Zu viel Waldromantik?
Der Hype um den Wald geht den Besitzern zunehmend auf die Nerven. Für Alexander Erbgraf Fugger-Babenhausen bietet der Wirtschaftswald die größte Artenvielfalt
Darf die Douglasie sich dauerhaft in Bayern ansiedeln? Oder verfällt der aus Amerika importierte Baum dem Bann, nicht ortstypisch für den hiesigen Wald zu sein? Eins muss man der Douglasie immerhin lassen: Im Fugger’schen Forst steht sie seit 120 Jahren. Sie hat noch jedem Sturm getrotzt, obwohl sie eine ausladende buschige Krone hat und höher als andere Bäume reicht, ihre Panzerrinde wehrt den Borkenkäfer wirksam ab und sie hat einen besseren Zuwachs als heimische Nadelgehölze. Hartmut Dauner, Leiter des Fugger’schen Stiftungsforstamts in Laugna (Kreis Dillingen), zählt gern die Vorteile des Exoten beim Waldumbau auf, um den „Romantikern“ den Wind aus den Segeln zu nehmen.
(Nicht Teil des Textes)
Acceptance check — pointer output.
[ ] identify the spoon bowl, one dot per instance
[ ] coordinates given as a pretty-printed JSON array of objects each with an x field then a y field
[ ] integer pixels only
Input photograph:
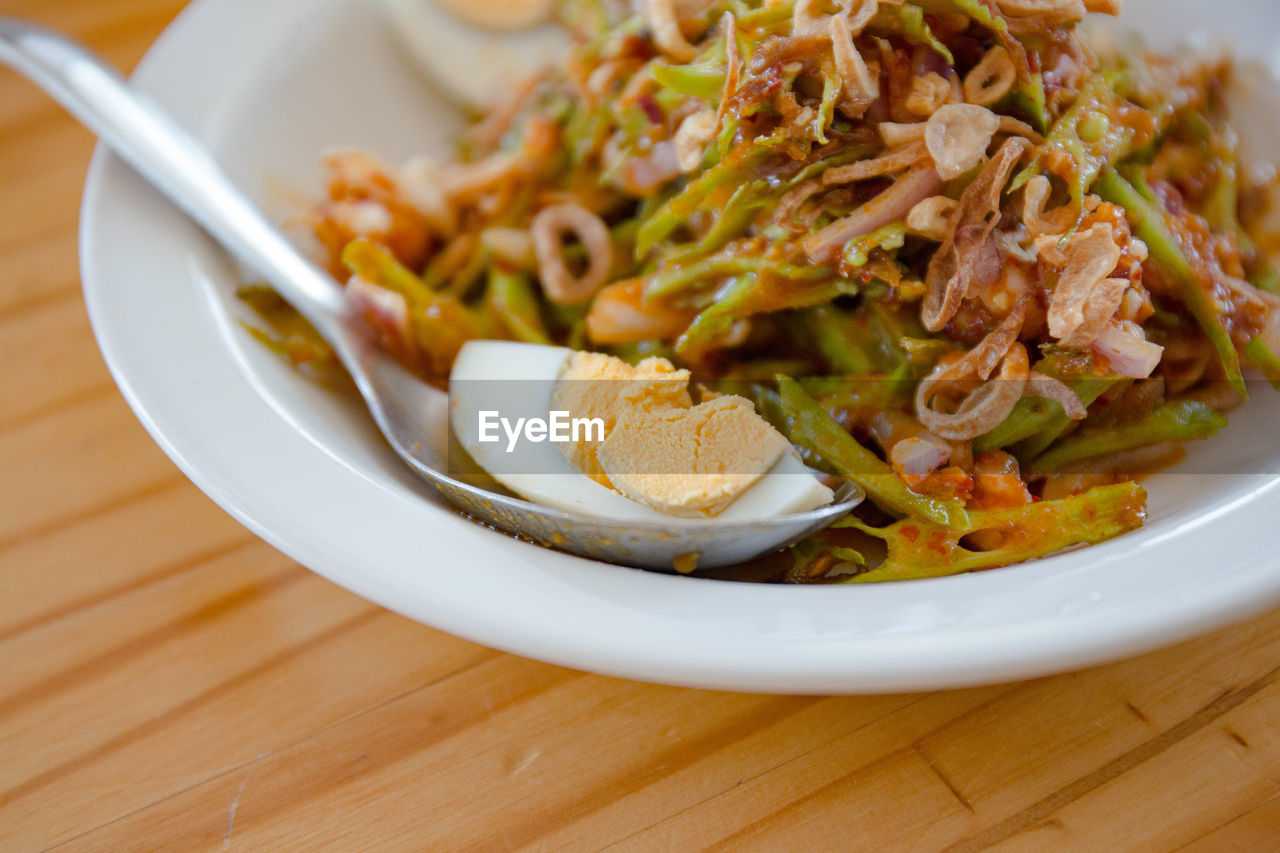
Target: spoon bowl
[{"x": 412, "y": 416}]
Er meint die mehr oder weniger kompetenten Naturschützer, die in ihren Büchern allerlei Esoterisches über den Wald raunen.
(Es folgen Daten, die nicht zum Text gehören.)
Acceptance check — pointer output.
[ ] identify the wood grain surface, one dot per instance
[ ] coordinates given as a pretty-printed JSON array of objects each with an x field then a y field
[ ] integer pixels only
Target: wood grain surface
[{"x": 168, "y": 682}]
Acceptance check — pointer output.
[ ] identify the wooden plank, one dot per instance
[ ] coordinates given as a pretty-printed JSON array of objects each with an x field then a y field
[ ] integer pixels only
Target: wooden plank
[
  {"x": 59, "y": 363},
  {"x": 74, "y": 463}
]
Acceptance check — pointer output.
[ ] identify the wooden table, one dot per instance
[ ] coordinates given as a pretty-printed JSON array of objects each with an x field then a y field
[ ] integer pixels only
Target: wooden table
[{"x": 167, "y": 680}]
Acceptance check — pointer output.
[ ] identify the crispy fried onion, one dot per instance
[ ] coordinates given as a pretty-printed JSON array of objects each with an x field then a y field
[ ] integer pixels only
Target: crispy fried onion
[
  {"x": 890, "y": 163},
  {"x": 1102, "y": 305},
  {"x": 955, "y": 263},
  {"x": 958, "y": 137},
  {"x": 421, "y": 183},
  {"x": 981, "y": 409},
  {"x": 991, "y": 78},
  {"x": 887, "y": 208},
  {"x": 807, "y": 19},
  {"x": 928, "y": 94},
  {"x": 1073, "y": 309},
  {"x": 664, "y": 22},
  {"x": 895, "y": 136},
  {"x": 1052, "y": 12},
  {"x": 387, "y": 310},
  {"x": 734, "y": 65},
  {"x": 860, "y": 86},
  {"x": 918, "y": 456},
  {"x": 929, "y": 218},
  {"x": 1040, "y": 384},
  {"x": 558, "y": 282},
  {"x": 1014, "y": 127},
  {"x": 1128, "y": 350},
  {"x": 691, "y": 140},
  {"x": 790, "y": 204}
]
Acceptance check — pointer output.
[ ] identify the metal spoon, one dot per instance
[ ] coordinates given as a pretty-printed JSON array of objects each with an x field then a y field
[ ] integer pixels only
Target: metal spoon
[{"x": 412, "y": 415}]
Wir sind beim Fugger-Forum in Augsburg, diesmal geht es über den „Hype um den Wald“. Und der geht den Waldbesitzern – darunter die Fugger’schen Stiftungen mit respektablen 3200 Hektar und 31000 Festmetern jährlicher Holzernte – zunehmend auf den Zeiger. 30000 Bücher über den Wald, so hat es Moderator Horst Thieme recherchiert, sind auf dem Markt, etwa Peter Wohllebens Bestseller „Das geheime Leben der Bäume – wie sie fühlen, wie sie kommunizieren“.
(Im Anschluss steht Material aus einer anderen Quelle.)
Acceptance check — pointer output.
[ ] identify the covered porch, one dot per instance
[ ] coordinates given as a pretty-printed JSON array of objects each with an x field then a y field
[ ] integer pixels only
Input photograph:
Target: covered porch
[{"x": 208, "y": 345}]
Der ironische Titel des Abends „Über allen Wipfeln juchhu?“ wird in Försterkreisen gar nicht goutiert. „Käseglocken-Naturschutz“ nennt Josef Ziegler, Präsident der bayerischen Waldbesitzerverbände, die Forderung, den Wald sich selbst zu überlassen, also „stillzulegen“.
„Wo ist die größte Artenvielfalt? Im Wirtschaftswald!“, sagt Alexander Erbgraf Fugger-Babenhausen, der namens des Familienseniorats die Wälder bewirtschaftet. Im unbearbeiteten Wald mache sich nur der Käfer breit. Die Fugger halten sich zugute, ihre Wälder seit Jahrhunderten nachhaltig zu bewirtschaften. Nach dem Dreißigjährigen Krieg (1618–1648) haben sie das Stiftungsvermögen, aus dem sie bis heute vor allem die berühmte Sozialsiedlung Fuggerei in Augsburg finanzieren, in grünes Kapital umgeschichtet. „Es hat seither noch alle Kriege und Inflationen überstanden“, betont Erbgraf Alexander.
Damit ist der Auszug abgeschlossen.